Panel Paper: Federal Payroll Tax Policy and Food Insecurity: Evidence from a Quasi-Natural Experiment

Thursday, November 2, 2017
Dusable (Hyatt Regency Chicago)

*Names in bold indicate Presenter

Matthew P. Rabbitt and M. Taylor Rhodes, U.S. Department of Agriculture


As of 2015, 12.7 percent (15.8 million) of all households in the United States were food insecure at some point during the year (Coleman-Jensen et al., 2016). While the prevalence of food insecurity has declined, it still exceeds the pre-2007 recession level of 11.1 percent (13 million). This, combined with the numerous negative health outcomes associated with food insecurity (Gundersen et al., 2011), reinforces the socio-economic importance of food insecurity, particularly as a measure of economic well-being.

Many programs attempt to improve economic well-being. Food and nutrition assistance programs, such as the Supplemental Nutrition Assistance Program (SNAP), are designed to address the lack of economic resources necessary to purchase food and are intended to improve food insecurity. Previous research supports the proposition that receipt of SNAP benefits reduces food insecurity (Gregory et al., 2015). However, less is known about the effect of non-food assistance programs on food insecurity, particularly the extent to which additional non-food resources facilitate greater expenditure on food-related needs. Recent evidence suggests that both cash- and food-based assistance from well-known federal welfare programs reduces food insecurity (Schmidt et al., 2016).

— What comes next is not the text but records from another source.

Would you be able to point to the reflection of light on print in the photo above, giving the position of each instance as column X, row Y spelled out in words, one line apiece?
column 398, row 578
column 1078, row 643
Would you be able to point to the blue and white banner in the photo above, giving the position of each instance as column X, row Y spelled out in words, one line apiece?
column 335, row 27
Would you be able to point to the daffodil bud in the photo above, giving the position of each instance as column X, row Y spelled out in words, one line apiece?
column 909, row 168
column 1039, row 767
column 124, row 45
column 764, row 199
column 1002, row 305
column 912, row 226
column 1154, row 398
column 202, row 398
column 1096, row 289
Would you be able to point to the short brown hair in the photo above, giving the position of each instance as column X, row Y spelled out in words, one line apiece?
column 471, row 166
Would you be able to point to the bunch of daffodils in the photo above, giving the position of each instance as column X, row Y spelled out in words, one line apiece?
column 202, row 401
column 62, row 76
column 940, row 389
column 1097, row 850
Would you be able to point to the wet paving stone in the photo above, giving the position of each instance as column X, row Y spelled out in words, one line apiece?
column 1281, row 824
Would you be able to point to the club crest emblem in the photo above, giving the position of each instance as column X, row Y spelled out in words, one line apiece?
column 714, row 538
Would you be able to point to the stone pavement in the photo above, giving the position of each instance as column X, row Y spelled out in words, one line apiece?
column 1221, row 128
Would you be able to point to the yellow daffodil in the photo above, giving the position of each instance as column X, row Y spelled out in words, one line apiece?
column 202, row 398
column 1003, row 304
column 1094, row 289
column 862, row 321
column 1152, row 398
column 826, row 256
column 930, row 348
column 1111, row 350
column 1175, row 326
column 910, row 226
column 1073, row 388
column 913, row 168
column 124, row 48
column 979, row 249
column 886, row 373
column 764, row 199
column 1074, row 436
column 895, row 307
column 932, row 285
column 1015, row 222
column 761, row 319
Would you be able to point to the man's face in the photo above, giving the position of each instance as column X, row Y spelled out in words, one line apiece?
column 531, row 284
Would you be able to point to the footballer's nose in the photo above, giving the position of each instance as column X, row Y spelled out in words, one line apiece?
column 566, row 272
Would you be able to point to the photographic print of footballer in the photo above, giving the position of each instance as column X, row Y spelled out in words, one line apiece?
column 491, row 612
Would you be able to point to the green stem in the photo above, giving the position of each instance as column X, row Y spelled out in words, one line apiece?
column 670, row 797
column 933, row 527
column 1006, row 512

When focusing on the effect of tax policies on food insecurity, research has almost universally examined the Earned Income Tax Credit (EITC). The EITC is a lump-sum, refundable tax credit administered through the U.S. tax system for working low-income households. Focusing on the lump-sum payment, Barrow and McGranahan (2000) found that EITC-eligible households spend 9 percent more on durable goods in the month of February than non-eligible households. While a lump-sum payment may be beneficial for addressing seasonal needs, alternative tax policies may address continual needs, including food, rent and medical expenses. Changes in federal payroll taxes have the potential to overcome the annual lump-sum shortcoming of the EITC since payroll tax reductions are realized each paycheck. Hence, changes in federal payroll taxes may be more effective at addressing monthly food needs for working low-income households.

This study examines how changes in federal payroll taxes affect food insecurity by utilizing exogenous variation in federal payroll tax rates. In year 2011, the federal government reduced the payroll tax rate by 2 percentage points, from 6.2 to 4.2 percent, while Illinois increased its state income tax rate at the same time by the same percentage point margin, from 3 to 5 percent, thereby creating a quasi-natural experiment. Following the recommendations of Rabbitt (2013, 2016), we utilize a difference-in-differences behavioral Rasch model to conceptualize the continuum of food insecurity. Estimates indicate food insecurity and very low food security increased by 6.3 and 4.1 percent in Illinois, respectively, relative to the rest of the United States as a result of the increase in state income taxes that offset the federal payroll tax cut. Additional analyses indicate these estimates are robust to various sources of bias and numerous alternative comparison groups.